Analysis of Normal-Form Algorithms for Solving Systems of Polynomial Equations
Suzanna Parkinson, Hayden Ringer, Kate Wall, Erik Parkinson, Lukas Erekson, Daniel Christensen, Tyler J. Jarvis
TL;DR
The paper investigates normal-form, eigenvalue-based rootfinding methods for multivariate polynomial systems by analyzing two Macaulay-based reduction strategies (direct Macaulay and null-space Macaulay) and practical speedups (degree-by-degree construction, random combinations).
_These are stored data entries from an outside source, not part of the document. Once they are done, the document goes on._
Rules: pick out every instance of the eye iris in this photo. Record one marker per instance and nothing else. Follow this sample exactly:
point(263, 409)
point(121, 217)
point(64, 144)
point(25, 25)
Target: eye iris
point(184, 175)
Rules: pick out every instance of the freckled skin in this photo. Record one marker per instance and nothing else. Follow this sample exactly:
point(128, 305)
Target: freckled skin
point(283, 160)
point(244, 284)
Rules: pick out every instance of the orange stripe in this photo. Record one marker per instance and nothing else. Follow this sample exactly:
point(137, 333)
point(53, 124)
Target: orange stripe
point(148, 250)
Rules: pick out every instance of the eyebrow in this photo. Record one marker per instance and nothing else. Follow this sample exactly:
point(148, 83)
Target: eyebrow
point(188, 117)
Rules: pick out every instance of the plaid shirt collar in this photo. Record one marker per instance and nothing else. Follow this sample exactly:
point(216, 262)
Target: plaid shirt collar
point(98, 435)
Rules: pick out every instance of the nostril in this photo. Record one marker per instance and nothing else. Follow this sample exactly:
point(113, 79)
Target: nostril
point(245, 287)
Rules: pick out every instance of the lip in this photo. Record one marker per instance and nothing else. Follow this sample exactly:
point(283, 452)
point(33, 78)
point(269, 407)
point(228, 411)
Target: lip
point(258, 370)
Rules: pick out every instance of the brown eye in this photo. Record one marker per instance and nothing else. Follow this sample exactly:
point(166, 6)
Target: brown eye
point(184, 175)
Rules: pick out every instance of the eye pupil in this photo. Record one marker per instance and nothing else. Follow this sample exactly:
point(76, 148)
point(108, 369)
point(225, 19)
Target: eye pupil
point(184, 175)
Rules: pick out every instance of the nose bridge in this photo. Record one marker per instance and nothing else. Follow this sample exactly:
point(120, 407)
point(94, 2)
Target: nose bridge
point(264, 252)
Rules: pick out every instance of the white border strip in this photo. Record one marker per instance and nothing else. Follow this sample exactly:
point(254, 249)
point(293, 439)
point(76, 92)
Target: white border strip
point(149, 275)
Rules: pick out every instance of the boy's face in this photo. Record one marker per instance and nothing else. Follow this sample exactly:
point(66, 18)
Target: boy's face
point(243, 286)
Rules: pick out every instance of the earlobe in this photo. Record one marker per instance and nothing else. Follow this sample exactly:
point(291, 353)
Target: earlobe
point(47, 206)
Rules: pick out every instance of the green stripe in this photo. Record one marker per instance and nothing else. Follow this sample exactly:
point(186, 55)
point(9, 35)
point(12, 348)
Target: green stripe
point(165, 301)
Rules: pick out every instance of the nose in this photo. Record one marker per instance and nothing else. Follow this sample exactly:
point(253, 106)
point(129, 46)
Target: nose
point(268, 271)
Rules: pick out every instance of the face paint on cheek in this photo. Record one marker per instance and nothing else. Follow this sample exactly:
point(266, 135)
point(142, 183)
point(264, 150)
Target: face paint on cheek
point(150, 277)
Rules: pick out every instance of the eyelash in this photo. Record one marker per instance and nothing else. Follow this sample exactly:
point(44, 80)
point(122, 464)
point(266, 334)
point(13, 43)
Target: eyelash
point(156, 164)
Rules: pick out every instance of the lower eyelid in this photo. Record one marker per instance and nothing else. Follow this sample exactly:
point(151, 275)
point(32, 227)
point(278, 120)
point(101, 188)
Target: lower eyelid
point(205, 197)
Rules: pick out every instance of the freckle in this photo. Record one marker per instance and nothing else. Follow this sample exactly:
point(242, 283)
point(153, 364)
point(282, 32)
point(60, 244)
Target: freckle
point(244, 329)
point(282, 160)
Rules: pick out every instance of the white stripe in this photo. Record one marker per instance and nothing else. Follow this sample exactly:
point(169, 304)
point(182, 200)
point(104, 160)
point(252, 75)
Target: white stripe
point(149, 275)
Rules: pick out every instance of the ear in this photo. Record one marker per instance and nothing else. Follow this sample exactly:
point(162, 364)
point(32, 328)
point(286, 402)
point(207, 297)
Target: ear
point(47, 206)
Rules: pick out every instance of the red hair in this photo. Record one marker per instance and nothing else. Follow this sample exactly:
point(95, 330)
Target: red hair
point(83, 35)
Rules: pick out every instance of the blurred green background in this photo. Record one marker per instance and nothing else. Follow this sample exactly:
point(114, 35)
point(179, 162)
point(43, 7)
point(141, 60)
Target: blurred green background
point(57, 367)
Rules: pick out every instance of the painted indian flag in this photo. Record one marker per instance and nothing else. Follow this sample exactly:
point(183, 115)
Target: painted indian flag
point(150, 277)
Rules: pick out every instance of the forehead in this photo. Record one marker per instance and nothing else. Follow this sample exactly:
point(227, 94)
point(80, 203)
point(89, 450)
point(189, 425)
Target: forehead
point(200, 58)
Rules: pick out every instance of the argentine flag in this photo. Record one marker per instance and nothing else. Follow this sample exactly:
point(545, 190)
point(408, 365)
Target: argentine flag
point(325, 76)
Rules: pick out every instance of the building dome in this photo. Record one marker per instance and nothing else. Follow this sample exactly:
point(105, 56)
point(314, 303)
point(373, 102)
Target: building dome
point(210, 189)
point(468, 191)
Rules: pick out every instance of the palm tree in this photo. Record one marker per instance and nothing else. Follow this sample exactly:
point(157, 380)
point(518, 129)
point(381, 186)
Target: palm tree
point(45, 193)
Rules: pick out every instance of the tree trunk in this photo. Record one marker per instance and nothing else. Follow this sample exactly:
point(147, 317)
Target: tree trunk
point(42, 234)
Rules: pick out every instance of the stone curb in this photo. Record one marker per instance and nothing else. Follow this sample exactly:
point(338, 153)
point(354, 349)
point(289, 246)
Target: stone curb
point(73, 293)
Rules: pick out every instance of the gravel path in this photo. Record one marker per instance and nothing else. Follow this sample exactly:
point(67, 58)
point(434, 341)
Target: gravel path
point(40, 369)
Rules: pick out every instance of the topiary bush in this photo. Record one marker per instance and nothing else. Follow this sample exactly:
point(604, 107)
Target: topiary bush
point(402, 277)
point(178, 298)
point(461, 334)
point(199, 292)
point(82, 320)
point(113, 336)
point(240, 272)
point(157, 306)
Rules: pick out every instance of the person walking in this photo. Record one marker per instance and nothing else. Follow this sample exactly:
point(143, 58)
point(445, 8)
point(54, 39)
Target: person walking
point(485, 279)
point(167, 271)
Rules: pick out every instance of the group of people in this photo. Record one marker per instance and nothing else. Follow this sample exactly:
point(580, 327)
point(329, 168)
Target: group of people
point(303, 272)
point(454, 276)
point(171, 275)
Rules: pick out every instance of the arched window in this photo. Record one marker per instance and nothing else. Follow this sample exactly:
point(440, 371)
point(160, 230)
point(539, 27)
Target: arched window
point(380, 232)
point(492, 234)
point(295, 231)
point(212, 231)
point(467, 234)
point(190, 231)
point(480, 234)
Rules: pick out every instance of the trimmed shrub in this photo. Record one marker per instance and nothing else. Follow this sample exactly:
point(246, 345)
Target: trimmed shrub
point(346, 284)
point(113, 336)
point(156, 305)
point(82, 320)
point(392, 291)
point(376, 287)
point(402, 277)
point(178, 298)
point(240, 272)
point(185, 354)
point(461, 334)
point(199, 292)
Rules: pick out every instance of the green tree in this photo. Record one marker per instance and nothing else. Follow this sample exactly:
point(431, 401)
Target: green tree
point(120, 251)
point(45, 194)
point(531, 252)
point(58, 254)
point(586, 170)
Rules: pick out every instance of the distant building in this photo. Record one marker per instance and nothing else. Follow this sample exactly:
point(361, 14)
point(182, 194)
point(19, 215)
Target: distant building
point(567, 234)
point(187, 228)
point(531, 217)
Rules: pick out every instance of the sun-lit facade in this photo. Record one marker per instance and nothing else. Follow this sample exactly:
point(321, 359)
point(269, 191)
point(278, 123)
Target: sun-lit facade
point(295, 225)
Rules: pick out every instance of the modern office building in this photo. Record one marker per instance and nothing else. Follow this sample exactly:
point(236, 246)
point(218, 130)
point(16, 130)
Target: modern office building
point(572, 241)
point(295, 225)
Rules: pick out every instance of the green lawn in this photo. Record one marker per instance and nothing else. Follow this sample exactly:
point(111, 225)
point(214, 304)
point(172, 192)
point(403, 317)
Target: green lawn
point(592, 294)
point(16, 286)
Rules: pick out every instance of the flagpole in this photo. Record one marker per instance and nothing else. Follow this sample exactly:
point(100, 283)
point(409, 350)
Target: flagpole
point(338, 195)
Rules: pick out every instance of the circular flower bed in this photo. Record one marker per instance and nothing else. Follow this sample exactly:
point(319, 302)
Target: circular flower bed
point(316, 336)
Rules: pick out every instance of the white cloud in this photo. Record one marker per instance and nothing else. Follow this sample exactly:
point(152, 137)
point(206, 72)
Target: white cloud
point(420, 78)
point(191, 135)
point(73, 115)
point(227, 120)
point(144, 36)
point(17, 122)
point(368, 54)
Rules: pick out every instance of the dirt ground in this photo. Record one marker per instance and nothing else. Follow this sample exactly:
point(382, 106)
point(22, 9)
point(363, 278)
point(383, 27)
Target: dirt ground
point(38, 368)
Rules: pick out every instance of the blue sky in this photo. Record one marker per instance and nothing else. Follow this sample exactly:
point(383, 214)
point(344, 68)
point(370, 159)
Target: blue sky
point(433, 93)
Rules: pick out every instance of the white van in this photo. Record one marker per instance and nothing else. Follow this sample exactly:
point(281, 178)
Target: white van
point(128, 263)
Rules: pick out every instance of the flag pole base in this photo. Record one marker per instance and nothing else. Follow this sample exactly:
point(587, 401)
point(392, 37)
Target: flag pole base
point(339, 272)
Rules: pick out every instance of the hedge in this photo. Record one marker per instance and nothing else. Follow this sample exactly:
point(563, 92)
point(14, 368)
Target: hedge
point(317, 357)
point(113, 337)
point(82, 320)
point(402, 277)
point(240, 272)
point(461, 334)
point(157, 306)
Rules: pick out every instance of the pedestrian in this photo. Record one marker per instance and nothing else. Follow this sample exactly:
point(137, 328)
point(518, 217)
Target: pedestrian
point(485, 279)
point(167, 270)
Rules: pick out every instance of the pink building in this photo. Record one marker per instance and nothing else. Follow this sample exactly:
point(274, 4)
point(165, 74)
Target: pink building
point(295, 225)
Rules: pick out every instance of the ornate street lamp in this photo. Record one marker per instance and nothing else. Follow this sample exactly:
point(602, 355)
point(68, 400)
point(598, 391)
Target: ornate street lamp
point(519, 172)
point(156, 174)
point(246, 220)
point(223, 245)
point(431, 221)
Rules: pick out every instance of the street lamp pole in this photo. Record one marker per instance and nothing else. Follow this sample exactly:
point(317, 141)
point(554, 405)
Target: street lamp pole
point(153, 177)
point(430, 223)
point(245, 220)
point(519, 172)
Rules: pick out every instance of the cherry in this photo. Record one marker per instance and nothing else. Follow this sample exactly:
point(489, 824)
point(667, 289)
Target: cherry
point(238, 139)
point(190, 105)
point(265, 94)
It provides a comprehensive temporal-complexity framework, comparing QR and SVD variants, and reveals a fundamental stability hurdle when many roots are close, exemplified by the Noferini–Townsend devastator example where eigenvalue conditioning scales as $\kappa(\lambda,M_g)=\Omega(\varepsilon^{-n})$ despite the root conditioning being $\kappa(z,f)=\varepsilon^{-1}$. Despite these instabilities, the methods perform well for well-separated, low-dimensional root sets, with the degree-by-degree and SVD variants offering favorable speed-accuracy tradeoffs in practical regimes. The work highlights the need for preconditioning or basis-rescaling strategies to mitigate conditioning problems and outlines future work integrating these methods with Chebyshev-based proxy approaches for real-root computation in higher dimensions. Overall, it provides a rigorous performance map for these rootfinding techniques and practical guidance on when to apply which variant.
Abstract
We examine several of the normal-form multivariate polynomial rootfinding methods of Telen, Mourrain, and Van Barel and some variants of those methods. We analyze the performance of these variants in terms of their asymptotic temporal complexity as well as speed and accuracy on a wide range of numerical experiments. All variants of the algorithm are problematic for systems in which many roots are very close together. We analyze performance on one such system in detail, namely the 'devastating example' that Noferini and Townsend used to demonstrate instability of resultant-based methods.